Police Shot Dead Student Then Blamed Demonstrators

Police in Iran have been accused of shooting a 20-year-old civil engineering student dead at an anti-regime protest.

Hamidreza Rouhi, 20, poses in undateded photo. He was shot during a protest in Teheran, Iran, on last Thursday, Nov. 17, 2022. (CEN)

Hamidreza Rouhi – a student of the Islamic Azad University, Shahr-e-Qods Branch – was fatally hit by two bullets allegedly fired by security police at a street demonstration in Shahr-e ziba neighbourhood, western Tehran, on 17th November.

Footage purportedly of his dead body shows how one of the bullets apparently hit him in the chest.

News agencies affiliated to the Islamic Revolutionary Guard Corps (IRGC) originally claimed that Hamidreza was a Basiji – a member of the Basij, which is a paramilitary volunteer militia under the organisation of the IRGC.

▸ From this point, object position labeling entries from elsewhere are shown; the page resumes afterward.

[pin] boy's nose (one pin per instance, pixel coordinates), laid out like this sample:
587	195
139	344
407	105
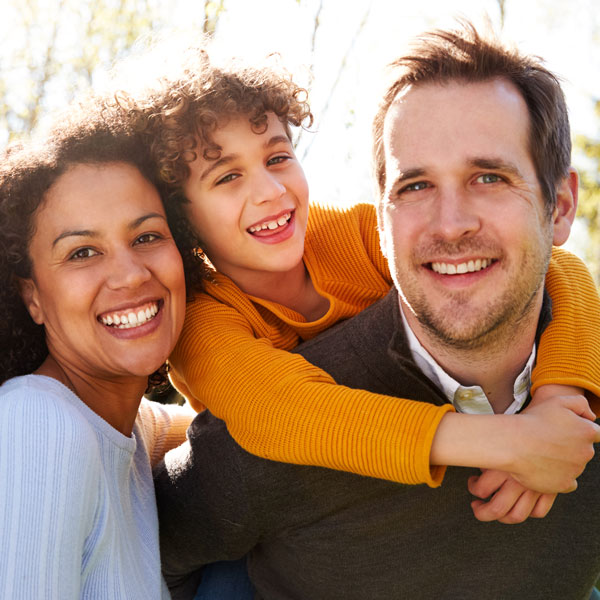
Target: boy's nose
267	188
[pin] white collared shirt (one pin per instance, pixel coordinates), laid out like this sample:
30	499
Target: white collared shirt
466	399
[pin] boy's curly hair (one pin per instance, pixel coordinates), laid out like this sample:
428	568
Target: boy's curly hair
89	133
179	115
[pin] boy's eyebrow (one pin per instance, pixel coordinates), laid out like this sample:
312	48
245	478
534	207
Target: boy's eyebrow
219	162
277	139
223	160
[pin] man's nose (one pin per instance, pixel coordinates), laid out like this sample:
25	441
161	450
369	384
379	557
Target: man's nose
455	215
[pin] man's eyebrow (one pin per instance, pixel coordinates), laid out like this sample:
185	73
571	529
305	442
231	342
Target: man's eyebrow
408	174
92	234
496	164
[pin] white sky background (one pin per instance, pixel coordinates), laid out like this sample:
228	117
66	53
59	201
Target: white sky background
336	156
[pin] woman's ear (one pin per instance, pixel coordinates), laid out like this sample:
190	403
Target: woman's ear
566	207
30	297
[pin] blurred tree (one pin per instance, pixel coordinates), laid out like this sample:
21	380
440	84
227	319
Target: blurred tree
589	195
57	47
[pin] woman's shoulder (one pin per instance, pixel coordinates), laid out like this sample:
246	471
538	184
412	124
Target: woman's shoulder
40	407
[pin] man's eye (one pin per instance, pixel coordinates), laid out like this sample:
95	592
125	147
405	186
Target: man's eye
82	253
414	187
227	178
488	178
277	159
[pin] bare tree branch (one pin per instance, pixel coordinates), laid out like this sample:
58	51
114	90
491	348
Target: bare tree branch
339	76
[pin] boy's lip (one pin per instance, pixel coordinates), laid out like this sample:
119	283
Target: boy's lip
265	221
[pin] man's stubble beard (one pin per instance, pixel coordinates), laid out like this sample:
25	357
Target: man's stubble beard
496	323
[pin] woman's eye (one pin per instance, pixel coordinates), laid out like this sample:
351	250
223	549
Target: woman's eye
488	178
146	238
82	253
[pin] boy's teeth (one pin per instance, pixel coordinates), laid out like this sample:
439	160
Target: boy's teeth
131	319
280	222
467	267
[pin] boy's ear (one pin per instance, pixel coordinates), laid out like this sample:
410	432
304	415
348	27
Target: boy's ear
30	297
566	207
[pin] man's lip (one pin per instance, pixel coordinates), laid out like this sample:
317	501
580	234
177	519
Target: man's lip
272	217
463	266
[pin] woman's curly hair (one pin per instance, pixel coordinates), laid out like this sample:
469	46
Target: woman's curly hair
90	133
181	113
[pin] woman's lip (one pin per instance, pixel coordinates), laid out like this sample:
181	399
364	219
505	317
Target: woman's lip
130	307
138	331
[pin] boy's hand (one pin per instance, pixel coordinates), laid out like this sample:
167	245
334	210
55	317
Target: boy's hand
554	440
504	499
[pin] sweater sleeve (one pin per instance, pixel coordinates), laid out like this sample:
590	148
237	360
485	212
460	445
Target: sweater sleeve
569	352
279	406
164	426
48	497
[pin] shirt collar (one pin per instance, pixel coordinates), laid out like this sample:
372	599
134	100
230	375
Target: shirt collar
466	399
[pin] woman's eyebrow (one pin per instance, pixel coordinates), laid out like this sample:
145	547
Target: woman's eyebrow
91	233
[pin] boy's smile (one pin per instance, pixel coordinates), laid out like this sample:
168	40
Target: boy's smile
249	205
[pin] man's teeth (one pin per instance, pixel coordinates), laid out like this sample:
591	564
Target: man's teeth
469	267
130	319
280	222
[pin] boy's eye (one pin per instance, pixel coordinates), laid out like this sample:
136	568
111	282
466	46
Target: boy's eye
83	253
227	178
488	178
414	187
146	238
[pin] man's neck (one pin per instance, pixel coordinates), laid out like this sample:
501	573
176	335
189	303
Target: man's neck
493	365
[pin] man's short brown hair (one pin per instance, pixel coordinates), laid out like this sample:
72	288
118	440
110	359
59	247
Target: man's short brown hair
465	55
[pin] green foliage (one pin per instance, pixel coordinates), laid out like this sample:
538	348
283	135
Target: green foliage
54	49
589	196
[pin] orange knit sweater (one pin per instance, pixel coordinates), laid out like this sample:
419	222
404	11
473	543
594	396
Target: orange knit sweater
232	358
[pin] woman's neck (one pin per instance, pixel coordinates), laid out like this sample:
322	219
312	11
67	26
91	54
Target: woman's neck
115	400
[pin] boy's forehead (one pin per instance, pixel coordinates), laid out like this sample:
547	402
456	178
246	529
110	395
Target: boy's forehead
229	128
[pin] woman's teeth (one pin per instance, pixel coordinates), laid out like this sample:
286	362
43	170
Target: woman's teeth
467	267
280	222
128	319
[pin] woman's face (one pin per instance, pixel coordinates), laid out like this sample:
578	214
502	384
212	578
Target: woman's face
107	279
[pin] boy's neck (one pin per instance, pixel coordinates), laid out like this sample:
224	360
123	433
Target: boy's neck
293	289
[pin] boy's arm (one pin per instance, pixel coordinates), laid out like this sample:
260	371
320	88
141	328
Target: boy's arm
279	406
569	351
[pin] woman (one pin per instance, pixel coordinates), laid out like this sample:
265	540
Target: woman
94	300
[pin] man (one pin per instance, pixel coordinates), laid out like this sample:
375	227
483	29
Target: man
473	194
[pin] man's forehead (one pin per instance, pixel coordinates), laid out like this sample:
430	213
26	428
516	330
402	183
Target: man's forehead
433	119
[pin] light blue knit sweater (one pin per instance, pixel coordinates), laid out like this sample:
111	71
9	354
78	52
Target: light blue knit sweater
77	509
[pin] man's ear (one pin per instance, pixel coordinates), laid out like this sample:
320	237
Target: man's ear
30	297
380	230
566	207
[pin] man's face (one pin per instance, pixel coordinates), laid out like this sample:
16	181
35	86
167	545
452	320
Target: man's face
463	221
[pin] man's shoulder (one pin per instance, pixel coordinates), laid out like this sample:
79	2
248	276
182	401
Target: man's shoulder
355	341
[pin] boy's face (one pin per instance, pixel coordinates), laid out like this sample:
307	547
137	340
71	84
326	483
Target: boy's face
250	206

Hamidreza Rouhi, 20, poses in undateded photo. He was shot during a protest in Teheran, Iran, on last Thursday, Nov. 17, 2022. (CEN)

But Fars News Agency – a semi-official news agency of the Government of Iran -downgraded Hamidreza’s “martyrdom” to “death” after it emerged on social media that he had gone to the protest not as a security official but as a demonstrator.

Hamshahri newspaper – owned by the Municipality of Tehran – claimed he had been killed by protesters and further claimed that former US National Security Advisor John Bolton and other “anti-Iranian officials” had armed protesters in Iran.

The day after Hamidreza’s death, protesters gathered in Shahr-e ziba and in front of the late student’s home to chant ‘Death to the dictator’ and other slogans against Supreme Leader Ali Khamenei.

Anti-regime slogans were also chanted at his funeral on 19th November. At another ceremony the following day, protesters alleged that Hamidreza had been killed by Basijis.

Hamidreza Rouhi, 20, poses in undateded photo. He was shot during a protest in Teheran, Iran, on last Thursday, Nov. 17, 2022. (CEN)

The ongoing protests in Iran have so far killed at least 378 people, including 47 children, and injured at least 1,160, according to independent estimates.

It is also understood that more than 17,000 people have been arrested so far.